Surat Edaran Menteri Desa PDTT No 15/2020 tanggal 27 Juli 2020 mengatasi kelemahan itu. Pertama, tanpa syarat keahlian untuk berperan serta dalam PKTD guna melebarkan pintu golongan miskin, penganggur tak terampil, dan golongan marjinal lainnya.

Kedua, upah dicairkan harian agar terhindar dari kamuflase pembalikan padat karya menjadi subsidi rakyat ke negara. Sekaligus, menjaga tingkat konsumsi di desa karena golongan miskin lazim langsung membelanjakannya untuk memenuhi pangan pokok sehari-hari. Ketiga, proporsi upah di atas 50 persen nilai kegiatan. Dibandingkan proporsinya saat ini 27 persen, regulasi ini bakal menyerap tenaga kerja dua kali lipat.

Ranah baru BUMDes

Pada akhir Juli 2020, persis sebelum SE 15/2020 berlaku, belanja dana desa untuk PKTD Rp 2.832.623.945.886. Upah terbayar Rp 762.224.492.064, atau proporsinya 27 persen dari nilai kegiatan. PKTD menyerap 1.626.560 pekerja, artinya kegiatan senilai Rp 3.482.963 rata-rata menyerap satu tenaga kerja. Warga bekerja 4-5 hari dengan perolehan upah rata-rata Rp 468.611. Desa lazim menjalankan PKTD 3-10 kali dalam setahun.
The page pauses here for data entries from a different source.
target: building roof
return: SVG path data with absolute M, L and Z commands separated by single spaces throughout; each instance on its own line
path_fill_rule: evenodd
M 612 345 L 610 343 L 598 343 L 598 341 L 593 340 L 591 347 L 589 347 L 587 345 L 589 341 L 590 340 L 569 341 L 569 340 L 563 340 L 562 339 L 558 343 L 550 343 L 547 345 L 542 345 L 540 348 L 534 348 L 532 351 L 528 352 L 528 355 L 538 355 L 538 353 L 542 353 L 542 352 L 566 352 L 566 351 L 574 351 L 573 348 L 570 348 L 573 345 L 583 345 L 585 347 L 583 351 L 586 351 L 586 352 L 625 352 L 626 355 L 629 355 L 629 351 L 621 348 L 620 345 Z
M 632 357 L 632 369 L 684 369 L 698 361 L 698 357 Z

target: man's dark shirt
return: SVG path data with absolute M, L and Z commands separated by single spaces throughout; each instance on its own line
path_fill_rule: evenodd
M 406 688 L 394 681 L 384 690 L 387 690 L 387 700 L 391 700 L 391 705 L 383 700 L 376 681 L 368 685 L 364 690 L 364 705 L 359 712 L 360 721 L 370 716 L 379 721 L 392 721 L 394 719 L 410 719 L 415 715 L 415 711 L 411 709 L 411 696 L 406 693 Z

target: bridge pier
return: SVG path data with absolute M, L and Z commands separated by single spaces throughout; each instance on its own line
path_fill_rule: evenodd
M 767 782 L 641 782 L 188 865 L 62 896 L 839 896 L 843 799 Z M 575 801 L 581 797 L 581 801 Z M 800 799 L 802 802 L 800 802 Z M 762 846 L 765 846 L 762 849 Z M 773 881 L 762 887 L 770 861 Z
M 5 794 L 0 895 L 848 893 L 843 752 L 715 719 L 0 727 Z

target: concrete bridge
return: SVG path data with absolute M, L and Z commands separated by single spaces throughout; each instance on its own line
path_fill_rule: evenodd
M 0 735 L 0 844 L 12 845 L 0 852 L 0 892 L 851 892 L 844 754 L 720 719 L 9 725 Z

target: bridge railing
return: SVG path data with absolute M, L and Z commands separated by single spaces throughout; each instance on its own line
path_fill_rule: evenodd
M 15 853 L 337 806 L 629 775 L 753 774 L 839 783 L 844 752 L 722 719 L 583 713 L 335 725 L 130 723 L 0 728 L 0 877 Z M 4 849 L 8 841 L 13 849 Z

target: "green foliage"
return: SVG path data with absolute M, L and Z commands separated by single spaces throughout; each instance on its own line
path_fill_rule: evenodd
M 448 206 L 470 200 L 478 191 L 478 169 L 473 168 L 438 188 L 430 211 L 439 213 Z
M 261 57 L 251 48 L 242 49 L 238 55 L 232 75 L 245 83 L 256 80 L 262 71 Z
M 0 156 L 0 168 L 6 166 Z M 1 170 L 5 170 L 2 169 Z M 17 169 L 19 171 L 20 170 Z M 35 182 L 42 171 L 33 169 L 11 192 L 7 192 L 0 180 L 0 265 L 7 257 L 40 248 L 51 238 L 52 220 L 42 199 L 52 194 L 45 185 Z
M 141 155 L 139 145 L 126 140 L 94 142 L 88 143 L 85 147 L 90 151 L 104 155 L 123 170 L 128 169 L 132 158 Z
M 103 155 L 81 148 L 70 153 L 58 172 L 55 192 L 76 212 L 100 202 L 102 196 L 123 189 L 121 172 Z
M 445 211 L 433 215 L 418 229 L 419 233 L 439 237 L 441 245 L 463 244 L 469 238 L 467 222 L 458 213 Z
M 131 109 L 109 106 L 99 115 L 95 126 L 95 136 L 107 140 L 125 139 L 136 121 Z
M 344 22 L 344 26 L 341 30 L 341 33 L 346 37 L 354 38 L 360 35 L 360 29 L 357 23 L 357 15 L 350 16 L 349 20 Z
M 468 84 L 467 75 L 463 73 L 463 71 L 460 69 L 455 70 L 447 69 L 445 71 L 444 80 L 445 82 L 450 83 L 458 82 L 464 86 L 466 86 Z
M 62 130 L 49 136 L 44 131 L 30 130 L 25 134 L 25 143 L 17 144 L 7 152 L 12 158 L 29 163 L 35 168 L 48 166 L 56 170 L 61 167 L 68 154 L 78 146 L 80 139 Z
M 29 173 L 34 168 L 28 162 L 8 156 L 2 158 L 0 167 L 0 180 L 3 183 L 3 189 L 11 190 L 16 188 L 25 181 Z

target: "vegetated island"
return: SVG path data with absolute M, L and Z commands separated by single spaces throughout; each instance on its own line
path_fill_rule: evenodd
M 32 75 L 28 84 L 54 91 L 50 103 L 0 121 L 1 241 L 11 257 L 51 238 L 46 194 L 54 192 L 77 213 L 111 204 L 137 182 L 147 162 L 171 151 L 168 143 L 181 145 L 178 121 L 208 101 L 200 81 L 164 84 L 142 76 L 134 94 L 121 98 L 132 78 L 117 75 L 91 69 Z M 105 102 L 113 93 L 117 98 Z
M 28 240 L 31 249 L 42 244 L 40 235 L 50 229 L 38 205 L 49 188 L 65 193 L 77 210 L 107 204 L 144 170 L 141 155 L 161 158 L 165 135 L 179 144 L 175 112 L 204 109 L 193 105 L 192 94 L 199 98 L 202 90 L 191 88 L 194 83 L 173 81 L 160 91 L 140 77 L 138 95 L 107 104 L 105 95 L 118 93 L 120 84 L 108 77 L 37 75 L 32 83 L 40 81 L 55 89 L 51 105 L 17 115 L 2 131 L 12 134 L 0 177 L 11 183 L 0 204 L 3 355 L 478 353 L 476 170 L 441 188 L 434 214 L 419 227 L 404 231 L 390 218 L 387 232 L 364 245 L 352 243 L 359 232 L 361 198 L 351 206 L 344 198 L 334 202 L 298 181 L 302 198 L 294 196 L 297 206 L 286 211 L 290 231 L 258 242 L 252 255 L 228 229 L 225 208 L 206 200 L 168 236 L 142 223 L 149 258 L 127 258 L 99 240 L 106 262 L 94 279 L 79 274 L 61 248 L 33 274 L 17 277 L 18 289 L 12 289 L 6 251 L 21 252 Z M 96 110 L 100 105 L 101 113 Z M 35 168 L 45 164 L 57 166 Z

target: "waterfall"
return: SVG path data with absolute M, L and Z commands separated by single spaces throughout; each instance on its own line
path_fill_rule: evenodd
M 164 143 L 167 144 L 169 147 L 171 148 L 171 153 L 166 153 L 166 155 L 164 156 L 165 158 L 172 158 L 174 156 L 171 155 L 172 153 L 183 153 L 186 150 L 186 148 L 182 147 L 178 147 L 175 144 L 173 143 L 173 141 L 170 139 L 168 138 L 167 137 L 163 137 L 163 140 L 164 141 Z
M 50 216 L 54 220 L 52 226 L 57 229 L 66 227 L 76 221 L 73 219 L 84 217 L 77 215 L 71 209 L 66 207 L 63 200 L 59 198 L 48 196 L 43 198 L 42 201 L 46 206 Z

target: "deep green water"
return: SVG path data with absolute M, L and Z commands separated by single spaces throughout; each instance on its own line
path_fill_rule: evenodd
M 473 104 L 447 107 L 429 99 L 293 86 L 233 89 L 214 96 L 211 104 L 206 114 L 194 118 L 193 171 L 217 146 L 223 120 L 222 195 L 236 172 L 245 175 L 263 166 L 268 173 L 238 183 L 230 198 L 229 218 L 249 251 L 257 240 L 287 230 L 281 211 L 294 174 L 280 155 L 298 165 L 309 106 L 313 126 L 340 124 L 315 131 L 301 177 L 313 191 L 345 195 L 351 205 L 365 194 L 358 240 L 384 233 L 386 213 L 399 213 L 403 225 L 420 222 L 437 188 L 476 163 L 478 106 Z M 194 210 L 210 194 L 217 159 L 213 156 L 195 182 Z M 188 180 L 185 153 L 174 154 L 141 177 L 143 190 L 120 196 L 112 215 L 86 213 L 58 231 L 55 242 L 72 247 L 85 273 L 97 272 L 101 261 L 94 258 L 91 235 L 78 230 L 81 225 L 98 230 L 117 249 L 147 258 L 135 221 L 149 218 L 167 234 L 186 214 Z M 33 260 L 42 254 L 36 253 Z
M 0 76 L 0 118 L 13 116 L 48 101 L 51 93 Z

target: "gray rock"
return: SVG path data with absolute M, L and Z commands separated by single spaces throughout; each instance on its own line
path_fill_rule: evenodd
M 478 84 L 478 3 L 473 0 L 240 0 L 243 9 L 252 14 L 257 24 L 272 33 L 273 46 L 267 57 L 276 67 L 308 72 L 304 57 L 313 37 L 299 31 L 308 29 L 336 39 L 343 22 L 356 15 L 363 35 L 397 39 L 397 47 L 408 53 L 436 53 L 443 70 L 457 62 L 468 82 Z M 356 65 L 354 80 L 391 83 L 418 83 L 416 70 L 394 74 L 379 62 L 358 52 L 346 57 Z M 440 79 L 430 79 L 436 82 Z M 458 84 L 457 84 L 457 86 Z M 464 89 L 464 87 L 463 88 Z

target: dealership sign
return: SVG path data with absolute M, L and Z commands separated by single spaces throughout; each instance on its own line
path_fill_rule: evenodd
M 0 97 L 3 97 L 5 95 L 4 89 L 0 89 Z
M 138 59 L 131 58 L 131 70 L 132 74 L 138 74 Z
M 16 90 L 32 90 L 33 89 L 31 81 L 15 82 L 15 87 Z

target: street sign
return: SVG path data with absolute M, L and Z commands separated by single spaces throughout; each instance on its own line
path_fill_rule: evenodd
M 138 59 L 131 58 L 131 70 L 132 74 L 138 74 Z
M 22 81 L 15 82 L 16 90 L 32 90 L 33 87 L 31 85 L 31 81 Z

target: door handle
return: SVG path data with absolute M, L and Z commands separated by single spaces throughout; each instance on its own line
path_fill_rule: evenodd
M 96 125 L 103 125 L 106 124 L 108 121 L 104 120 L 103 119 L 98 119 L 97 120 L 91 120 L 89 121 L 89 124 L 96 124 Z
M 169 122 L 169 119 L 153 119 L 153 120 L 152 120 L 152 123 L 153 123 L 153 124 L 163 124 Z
Dari ketersediaan dana desa saat ini, dikurangi kewajiban penyaluran bantuan langsung tunai dana desa sampai Desember 2020 akan tersisa dana untuk menjalankan PKTD Rp 36.415.952.963.207. Maka, bakal terserap minimal 20.910.905 tenaga kerja. Konsekuensi penting PKTD gaya baru adalah mengubah pembangunan infrastruktur jadi kegiatan usaha. Saat ini 83 persen padat karya berupa pendirian konstruksi, 9 persen membangun prasarana pertanian, 8 persen membangun instalasi limbah, dan lain-lain.

Mulai Agustus 2020, PKTD hanya masuk pada usaha lokal yang segera memberi hasil ekonomis. Contohnya, penanaman lahan kosong milik desa atau warga dengan tanaman pangan dan perkebunan semusim, membersihkan tempat wisata atau kuliner, dan pemeliharaan bangunan pasar. Juga, perdagangan logistik pangan, penyediaan talangan petani dan pengusaha kecil untuk berproduksi, bagi hasil perikanan dan peternakan, penyewaan gudang murah, dan sebagainya.

Pada titik inilah BUMDes harus masuk dan berperan aktif. Ini mustahil dikerjakan Tim ad hoc Pengelola Kegiatan (TPK) buatan pemerintah desa untuk mengurusi pembangunan infrastruktur, karena PKTD kini pada ranah usaha, bahkan sebagian mewujud dalam kerja sama usaha dengan warga desa, dengan pengelolaan bersama melintasi tahun anggaran.

Untuk itu, desa harus segera siapkan BUMDes untuk mencari PKTD usaha ekonomi, serta mengalihkan sisa dana desa jadi penyertaan modal BUMDes. Diperkirakan nilai investasi desa yang selama ini hanya 3 persen langsung melonjak ke 51 persen. Ini dua kali lipat prasyarat tinggal landas ala Rostow. Artinya, mesin akselerasi ekonomi desa membesar. Bisa tambah besar jika swasta dan BUMN yang melayani bidang pertanian, logistik, dan pasar turun menyemarakkan investasi dan usaha ekonomi desa.

Ivanovich Agusta Sosiolog Pedesaan Kementerian Desa, PDT, dan Transmigrasi.